I do not aspire to provide complete answer, because others have already done this very well. I just want to mention one use case when I find especially useful to import modules inside functions. My application uses python packages and modules stored in certain location as plugins. During application startup, the application walks through all the modules in the location and imports them, then it looks inside the modules and if it finds some mounting points for the plugins (in my case it is a subclass of a certain base class having a unique ID) it registers them. The number of plugins is large (now dozens, but maybe hundreds in the future) and each of them is used quite rarely. Having imports of third party libraries at the top of my plugin modules was a bit penalty during application startup. Especially some thirdparty libraries are heavy to import (e.g. import of plotly even tries to connect to internet and download something which was adding about one second to startup). By optimizing imports (calling them only in the functions where they are used) in the plugins I managed to shrink the startup from 10 seconds to some 2 seconds. That is a big difference for my users.

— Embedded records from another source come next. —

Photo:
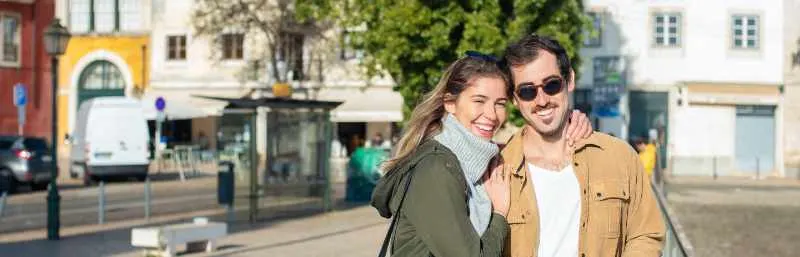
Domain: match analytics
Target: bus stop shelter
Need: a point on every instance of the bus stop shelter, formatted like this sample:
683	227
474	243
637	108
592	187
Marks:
295	166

So my answer is no, do not always put the imports at the top of your modules.
It's interesting that not a single answer mentioned parallel processing so far, where it might be REQUIRED that the imports are in the function, when the serialized function code is what is being pushed around to other cores, e.g. like in the case of ipyparallel.
Readability
In addition to startup performance, there is a readability argument to be made for localizing import statements. For example take python line numbers 1283 through 1296 in my current first python project:
listdata.append(['tk font version', font_version])
listdata.append(['Gtk version', str(Gtk.get_major_version())+"."+
str(Gtk.get_minor_version())+"."+
str(Gtk.get_micro_version())])
import xml.etree.ElementTree as ET
xmltree = ET.parse('/usr/share/gnome/gnome-version.xml')
xmlroot = xmltree.getroot()
result = []
for child in xmlroot:
result.append(child.text)
listdata.append(['Gnome version', result[0]+"."+result[1]+"."+
result[2]+" "+result[3]])
If the import statement was at the top of file I would have to scroll up a long way, or press Home, to find out what ET was. Then I would have to navigate back to line 1283 to continue reading code.
Indeed even if the import statement was at the top of the function (or class) as many would place it, paging up and back down would be required.
Displaying the Gnome version number will rarely be done so the import at top of file introduces unnecessary startup lag.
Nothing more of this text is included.